The study found that more than half of patients nationwide (60%) who need a second-line drug are prescribed one of these two drugs. Yet, patients who take one of these two drugs are more likely— 36% more for sulfonylureas and twice as likely for basal insulin—to experience cardiovascular harm than those taking a newer class of diabetes drugs known as DPP-4 inhibitors, the authors report. The primary outcome was time to the first cardiovascular event after starting the second-line ADM. This composite outcome was based on hospitalization for the following cardiovascular conditions: congestive heart failure, stroke, ischemic heart disease, or peripheral artery disease. 

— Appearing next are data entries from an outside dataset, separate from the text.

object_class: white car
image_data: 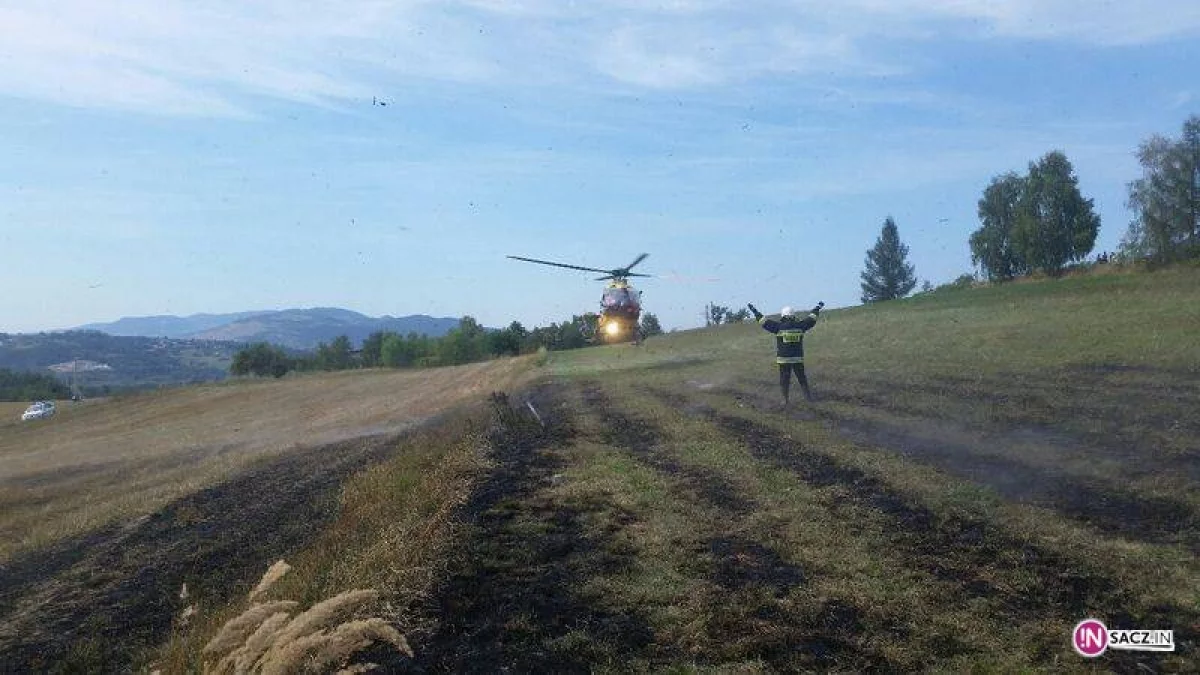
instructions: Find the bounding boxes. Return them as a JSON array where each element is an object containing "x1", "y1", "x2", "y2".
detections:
[{"x1": 20, "y1": 401, "x2": 55, "y2": 422}]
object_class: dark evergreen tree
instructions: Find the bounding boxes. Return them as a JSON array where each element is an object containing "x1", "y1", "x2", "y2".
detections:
[
  {"x1": 1121, "y1": 115, "x2": 1200, "y2": 261},
  {"x1": 862, "y1": 216, "x2": 917, "y2": 303}
]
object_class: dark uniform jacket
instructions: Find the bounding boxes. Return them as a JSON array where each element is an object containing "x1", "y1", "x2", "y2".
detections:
[{"x1": 758, "y1": 312, "x2": 817, "y2": 364}]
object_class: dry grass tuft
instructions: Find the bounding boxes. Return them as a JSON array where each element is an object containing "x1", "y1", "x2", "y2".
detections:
[
  {"x1": 194, "y1": 560, "x2": 413, "y2": 675},
  {"x1": 250, "y1": 560, "x2": 292, "y2": 602}
]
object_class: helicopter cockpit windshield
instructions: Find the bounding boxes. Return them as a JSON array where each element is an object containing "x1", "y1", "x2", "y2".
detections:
[{"x1": 600, "y1": 288, "x2": 641, "y2": 310}]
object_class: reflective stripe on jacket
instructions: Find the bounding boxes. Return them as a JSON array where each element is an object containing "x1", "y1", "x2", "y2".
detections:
[{"x1": 758, "y1": 313, "x2": 817, "y2": 364}]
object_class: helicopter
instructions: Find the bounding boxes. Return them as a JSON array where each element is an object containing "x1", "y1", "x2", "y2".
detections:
[{"x1": 509, "y1": 253, "x2": 653, "y2": 345}]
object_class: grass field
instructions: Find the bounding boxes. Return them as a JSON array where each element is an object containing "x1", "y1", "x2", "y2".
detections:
[{"x1": 0, "y1": 261, "x2": 1200, "y2": 673}]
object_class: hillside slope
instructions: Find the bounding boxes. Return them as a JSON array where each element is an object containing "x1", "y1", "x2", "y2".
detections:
[{"x1": 0, "y1": 268, "x2": 1200, "y2": 673}]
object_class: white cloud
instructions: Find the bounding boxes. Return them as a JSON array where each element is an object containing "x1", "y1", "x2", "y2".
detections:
[{"x1": 0, "y1": 0, "x2": 1200, "y2": 115}]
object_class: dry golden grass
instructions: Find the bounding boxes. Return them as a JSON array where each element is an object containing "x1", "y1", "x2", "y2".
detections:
[
  {"x1": 203, "y1": 560, "x2": 413, "y2": 675},
  {"x1": 155, "y1": 406, "x2": 487, "y2": 673},
  {"x1": 0, "y1": 358, "x2": 533, "y2": 562}
]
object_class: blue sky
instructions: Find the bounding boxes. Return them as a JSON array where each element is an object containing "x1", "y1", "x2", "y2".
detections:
[{"x1": 0, "y1": 0, "x2": 1200, "y2": 331}]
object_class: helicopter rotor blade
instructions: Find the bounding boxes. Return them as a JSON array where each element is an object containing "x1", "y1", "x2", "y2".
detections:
[
  {"x1": 508, "y1": 256, "x2": 612, "y2": 273},
  {"x1": 622, "y1": 253, "x2": 649, "y2": 274}
]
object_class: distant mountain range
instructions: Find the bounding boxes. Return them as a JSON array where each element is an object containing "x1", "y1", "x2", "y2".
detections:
[
  {"x1": 0, "y1": 330, "x2": 240, "y2": 395},
  {"x1": 77, "y1": 307, "x2": 458, "y2": 350}
]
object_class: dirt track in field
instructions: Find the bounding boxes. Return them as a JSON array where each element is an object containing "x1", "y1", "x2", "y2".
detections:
[{"x1": 0, "y1": 369, "x2": 1200, "y2": 673}]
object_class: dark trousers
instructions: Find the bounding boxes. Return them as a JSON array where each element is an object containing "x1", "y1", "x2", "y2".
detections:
[{"x1": 779, "y1": 363, "x2": 812, "y2": 401}]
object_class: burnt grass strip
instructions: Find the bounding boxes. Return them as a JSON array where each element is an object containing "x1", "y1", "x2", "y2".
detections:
[
  {"x1": 705, "y1": 379, "x2": 1200, "y2": 551},
  {"x1": 583, "y1": 386, "x2": 756, "y2": 514},
  {"x1": 823, "y1": 371, "x2": 1200, "y2": 480},
  {"x1": 403, "y1": 388, "x2": 670, "y2": 673},
  {"x1": 0, "y1": 429, "x2": 395, "y2": 673},
  {"x1": 583, "y1": 384, "x2": 896, "y2": 671},
  {"x1": 655, "y1": 390, "x2": 1200, "y2": 668},
  {"x1": 811, "y1": 396, "x2": 1200, "y2": 551}
]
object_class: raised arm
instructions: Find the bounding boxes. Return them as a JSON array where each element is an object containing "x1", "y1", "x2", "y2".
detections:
[
  {"x1": 800, "y1": 301, "x2": 824, "y2": 330},
  {"x1": 746, "y1": 304, "x2": 779, "y2": 333}
]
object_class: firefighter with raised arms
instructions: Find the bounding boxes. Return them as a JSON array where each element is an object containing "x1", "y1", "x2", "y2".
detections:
[{"x1": 748, "y1": 303, "x2": 824, "y2": 406}]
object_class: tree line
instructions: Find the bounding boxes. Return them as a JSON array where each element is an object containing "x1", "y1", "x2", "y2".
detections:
[
  {"x1": 229, "y1": 312, "x2": 662, "y2": 377},
  {"x1": 862, "y1": 115, "x2": 1200, "y2": 303}
]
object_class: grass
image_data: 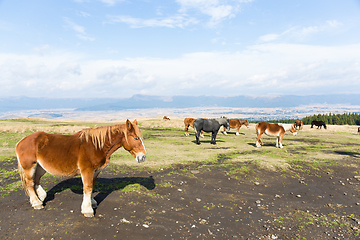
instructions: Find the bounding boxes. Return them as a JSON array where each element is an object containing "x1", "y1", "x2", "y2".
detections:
[{"x1": 0, "y1": 119, "x2": 360, "y2": 197}]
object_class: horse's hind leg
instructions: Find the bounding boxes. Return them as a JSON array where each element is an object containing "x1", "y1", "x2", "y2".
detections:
[
  {"x1": 34, "y1": 164, "x2": 46, "y2": 202},
  {"x1": 23, "y1": 163, "x2": 46, "y2": 209},
  {"x1": 81, "y1": 170, "x2": 95, "y2": 217}
]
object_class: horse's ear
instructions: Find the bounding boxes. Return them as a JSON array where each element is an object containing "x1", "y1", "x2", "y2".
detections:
[{"x1": 126, "y1": 119, "x2": 133, "y2": 131}]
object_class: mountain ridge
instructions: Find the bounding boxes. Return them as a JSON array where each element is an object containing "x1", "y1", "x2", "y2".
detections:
[{"x1": 0, "y1": 94, "x2": 360, "y2": 112}]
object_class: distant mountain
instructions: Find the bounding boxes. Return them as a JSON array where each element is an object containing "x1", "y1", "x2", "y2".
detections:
[
  {"x1": 0, "y1": 96, "x2": 119, "y2": 112},
  {"x1": 76, "y1": 94, "x2": 360, "y2": 111},
  {"x1": 0, "y1": 94, "x2": 360, "y2": 112}
]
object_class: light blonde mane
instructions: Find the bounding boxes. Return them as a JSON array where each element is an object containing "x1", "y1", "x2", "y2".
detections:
[
  {"x1": 79, "y1": 124, "x2": 142, "y2": 149},
  {"x1": 79, "y1": 125, "x2": 122, "y2": 149}
]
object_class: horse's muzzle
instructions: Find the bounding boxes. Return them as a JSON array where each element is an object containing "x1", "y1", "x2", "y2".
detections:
[{"x1": 136, "y1": 153, "x2": 146, "y2": 163}]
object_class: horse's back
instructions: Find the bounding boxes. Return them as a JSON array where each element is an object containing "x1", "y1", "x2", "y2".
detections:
[
  {"x1": 16, "y1": 132, "x2": 83, "y2": 176},
  {"x1": 193, "y1": 118, "x2": 220, "y2": 132}
]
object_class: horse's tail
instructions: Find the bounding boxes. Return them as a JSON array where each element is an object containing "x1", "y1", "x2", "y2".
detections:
[
  {"x1": 192, "y1": 124, "x2": 199, "y2": 137},
  {"x1": 255, "y1": 123, "x2": 259, "y2": 135},
  {"x1": 16, "y1": 154, "x2": 29, "y2": 196}
]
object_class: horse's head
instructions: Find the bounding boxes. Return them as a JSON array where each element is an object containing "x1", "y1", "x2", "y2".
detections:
[
  {"x1": 123, "y1": 119, "x2": 146, "y2": 163},
  {"x1": 290, "y1": 124, "x2": 297, "y2": 136},
  {"x1": 244, "y1": 119, "x2": 249, "y2": 128},
  {"x1": 226, "y1": 119, "x2": 230, "y2": 131}
]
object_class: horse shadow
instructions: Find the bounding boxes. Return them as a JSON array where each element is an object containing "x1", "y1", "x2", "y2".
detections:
[
  {"x1": 334, "y1": 151, "x2": 360, "y2": 158},
  {"x1": 44, "y1": 176, "x2": 156, "y2": 205},
  {"x1": 191, "y1": 139, "x2": 225, "y2": 145},
  {"x1": 221, "y1": 132, "x2": 245, "y2": 136}
]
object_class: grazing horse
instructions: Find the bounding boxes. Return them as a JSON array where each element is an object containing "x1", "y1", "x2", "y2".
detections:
[
  {"x1": 184, "y1": 118, "x2": 204, "y2": 138},
  {"x1": 294, "y1": 120, "x2": 304, "y2": 130},
  {"x1": 311, "y1": 120, "x2": 326, "y2": 129},
  {"x1": 16, "y1": 120, "x2": 146, "y2": 217},
  {"x1": 224, "y1": 119, "x2": 249, "y2": 135},
  {"x1": 255, "y1": 122, "x2": 297, "y2": 148},
  {"x1": 193, "y1": 118, "x2": 230, "y2": 145}
]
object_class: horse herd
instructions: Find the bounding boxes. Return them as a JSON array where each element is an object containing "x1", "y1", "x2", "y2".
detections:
[
  {"x1": 15, "y1": 117, "x2": 326, "y2": 217},
  {"x1": 184, "y1": 118, "x2": 303, "y2": 148}
]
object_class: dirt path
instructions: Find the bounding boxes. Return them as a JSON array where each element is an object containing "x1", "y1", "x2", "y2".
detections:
[{"x1": 0, "y1": 158, "x2": 360, "y2": 239}]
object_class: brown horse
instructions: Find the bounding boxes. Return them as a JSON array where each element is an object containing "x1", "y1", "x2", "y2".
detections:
[
  {"x1": 255, "y1": 122, "x2": 297, "y2": 148},
  {"x1": 223, "y1": 119, "x2": 249, "y2": 135},
  {"x1": 184, "y1": 118, "x2": 204, "y2": 138},
  {"x1": 16, "y1": 120, "x2": 146, "y2": 217},
  {"x1": 294, "y1": 120, "x2": 304, "y2": 130}
]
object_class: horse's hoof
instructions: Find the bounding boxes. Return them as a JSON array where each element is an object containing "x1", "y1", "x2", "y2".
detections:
[
  {"x1": 33, "y1": 204, "x2": 44, "y2": 210},
  {"x1": 83, "y1": 213, "x2": 94, "y2": 217}
]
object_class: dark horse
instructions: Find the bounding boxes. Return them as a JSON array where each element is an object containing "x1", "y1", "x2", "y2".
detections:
[
  {"x1": 193, "y1": 118, "x2": 230, "y2": 144},
  {"x1": 311, "y1": 121, "x2": 326, "y2": 129}
]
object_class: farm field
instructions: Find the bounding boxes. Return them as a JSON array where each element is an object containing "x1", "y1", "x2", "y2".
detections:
[{"x1": 0, "y1": 116, "x2": 360, "y2": 239}]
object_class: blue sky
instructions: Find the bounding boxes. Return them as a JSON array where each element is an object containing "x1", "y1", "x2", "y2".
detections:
[{"x1": 0, "y1": 0, "x2": 360, "y2": 98}]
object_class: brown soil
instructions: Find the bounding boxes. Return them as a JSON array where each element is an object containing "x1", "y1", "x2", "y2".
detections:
[{"x1": 0, "y1": 156, "x2": 360, "y2": 239}]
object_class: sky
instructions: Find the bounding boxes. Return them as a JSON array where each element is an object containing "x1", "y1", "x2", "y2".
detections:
[{"x1": 0, "y1": 0, "x2": 360, "y2": 98}]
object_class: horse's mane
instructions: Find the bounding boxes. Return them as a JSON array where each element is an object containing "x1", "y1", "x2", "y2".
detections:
[
  {"x1": 79, "y1": 125, "x2": 123, "y2": 149},
  {"x1": 79, "y1": 124, "x2": 142, "y2": 149}
]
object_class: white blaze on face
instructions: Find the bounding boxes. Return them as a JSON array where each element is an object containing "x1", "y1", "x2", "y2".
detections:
[{"x1": 136, "y1": 139, "x2": 146, "y2": 163}]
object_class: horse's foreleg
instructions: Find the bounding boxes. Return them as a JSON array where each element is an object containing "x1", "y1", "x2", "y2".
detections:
[
  {"x1": 223, "y1": 126, "x2": 227, "y2": 135},
  {"x1": 91, "y1": 170, "x2": 101, "y2": 208},
  {"x1": 277, "y1": 134, "x2": 284, "y2": 148},
  {"x1": 236, "y1": 125, "x2": 241, "y2": 135},
  {"x1": 185, "y1": 124, "x2": 189, "y2": 136},
  {"x1": 211, "y1": 131, "x2": 217, "y2": 145},
  {"x1": 24, "y1": 163, "x2": 46, "y2": 210},
  {"x1": 195, "y1": 131, "x2": 200, "y2": 145},
  {"x1": 81, "y1": 170, "x2": 95, "y2": 217},
  {"x1": 256, "y1": 133, "x2": 262, "y2": 147}
]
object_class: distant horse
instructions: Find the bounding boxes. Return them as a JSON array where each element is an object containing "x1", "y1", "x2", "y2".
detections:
[
  {"x1": 193, "y1": 118, "x2": 230, "y2": 144},
  {"x1": 184, "y1": 118, "x2": 204, "y2": 138},
  {"x1": 224, "y1": 119, "x2": 249, "y2": 135},
  {"x1": 255, "y1": 122, "x2": 297, "y2": 148},
  {"x1": 311, "y1": 120, "x2": 326, "y2": 129},
  {"x1": 294, "y1": 120, "x2": 304, "y2": 130},
  {"x1": 16, "y1": 120, "x2": 146, "y2": 217}
]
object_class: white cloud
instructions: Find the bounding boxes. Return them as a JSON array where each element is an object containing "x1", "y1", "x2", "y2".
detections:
[
  {"x1": 106, "y1": 14, "x2": 197, "y2": 28},
  {"x1": 259, "y1": 20, "x2": 342, "y2": 42},
  {"x1": 259, "y1": 34, "x2": 279, "y2": 42},
  {"x1": 176, "y1": 0, "x2": 242, "y2": 26},
  {"x1": 0, "y1": 44, "x2": 360, "y2": 97},
  {"x1": 63, "y1": 17, "x2": 95, "y2": 41},
  {"x1": 76, "y1": 11, "x2": 91, "y2": 17},
  {"x1": 99, "y1": 0, "x2": 125, "y2": 6}
]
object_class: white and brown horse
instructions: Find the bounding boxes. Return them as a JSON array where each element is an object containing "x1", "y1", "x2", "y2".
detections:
[
  {"x1": 255, "y1": 122, "x2": 297, "y2": 148},
  {"x1": 294, "y1": 120, "x2": 304, "y2": 130},
  {"x1": 16, "y1": 120, "x2": 146, "y2": 217},
  {"x1": 223, "y1": 119, "x2": 249, "y2": 135},
  {"x1": 184, "y1": 118, "x2": 204, "y2": 138}
]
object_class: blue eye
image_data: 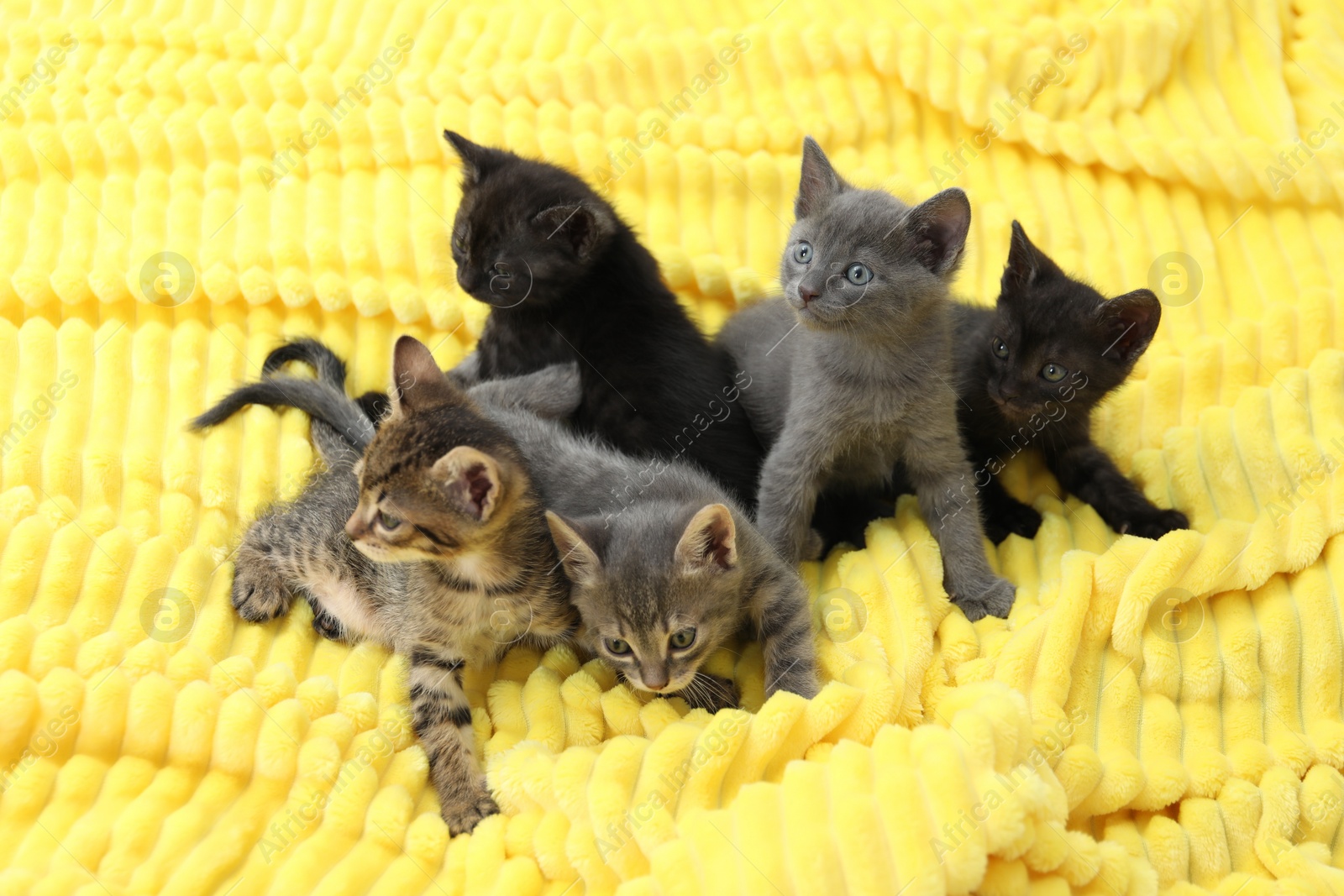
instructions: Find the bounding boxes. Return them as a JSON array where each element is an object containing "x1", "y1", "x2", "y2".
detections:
[{"x1": 844, "y1": 262, "x2": 872, "y2": 286}]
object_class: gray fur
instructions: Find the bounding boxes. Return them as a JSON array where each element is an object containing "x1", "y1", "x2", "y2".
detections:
[
  {"x1": 486, "y1": 395, "x2": 818, "y2": 708},
  {"x1": 719, "y1": 137, "x2": 1013, "y2": 619}
]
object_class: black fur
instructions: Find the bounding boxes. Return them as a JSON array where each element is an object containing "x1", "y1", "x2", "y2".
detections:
[
  {"x1": 954, "y1": 222, "x2": 1189, "y2": 544},
  {"x1": 445, "y1": 132, "x2": 762, "y2": 506}
]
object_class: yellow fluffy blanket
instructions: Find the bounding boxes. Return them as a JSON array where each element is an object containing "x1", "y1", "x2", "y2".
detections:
[{"x1": 0, "y1": 0, "x2": 1344, "y2": 896}]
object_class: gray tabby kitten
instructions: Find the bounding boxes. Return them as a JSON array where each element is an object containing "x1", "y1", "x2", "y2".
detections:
[
  {"x1": 719, "y1": 137, "x2": 1013, "y2": 619},
  {"x1": 486, "y1": 392, "x2": 818, "y2": 710},
  {"x1": 193, "y1": 338, "x2": 580, "y2": 834}
]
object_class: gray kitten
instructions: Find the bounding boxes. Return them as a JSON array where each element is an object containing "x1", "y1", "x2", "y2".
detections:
[
  {"x1": 193, "y1": 338, "x2": 580, "y2": 834},
  {"x1": 486, "y1": 395, "x2": 818, "y2": 710},
  {"x1": 719, "y1": 137, "x2": 1013, "y2": 619}
]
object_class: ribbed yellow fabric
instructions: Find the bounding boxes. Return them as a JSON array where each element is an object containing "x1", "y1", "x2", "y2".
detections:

“According to our findings, we only have to prescribe basal insulin to 37 people over two years to observe one cardiovascular event, such as a heart attack, stroke, heart failure, or amputation,” O’Brien said. “For sulfonylureas, that number was 103 people. But when you apply these numbers to 30 million Americans with diabetes, this has staggering implications for how we may be harming many patients.”  

Physicians should consider prescribing newer classes of antidiabetic medications, such as GLP-1 agonists (e.g., liraglutide), SGLT-2 inhibitors (e.g., empagliflozin), or DPP-4 inhibitors (e.g., sitagliptin), more routinely after metformin, rather than sulfonylureas or basal insulin, the study authors suggest. However, these drugs are more expensive than sulfonylureas, so they are less commonly prescribed.  

This observational study used data from 132,737 patients with Type 2 diabetes who were starting second-line treatment. The scientists were, therefore, able to use real-world evidence that complements findings from previous randomized trials, which studied only one active drug compared to a placebo.   

Among insured adult patients with type 2 diabetes initiating second-line ADM therapy, the short-term cardiovascular outcomes of GLP-1 receptor agonists, SGLT-2 inhibitors, and DPP-4 inhibitors were similar. Higher cardiovascular risk was associated with using sulfonylureas or basal insulin than newer ADM classes. Therefore, clinicians may consider prescribing GLP-1 receptor agonists, SGLT-2 inhibitors, or DPP-4 inhibitors more routinely after metformin rather than sulfonylureas or basal insulin.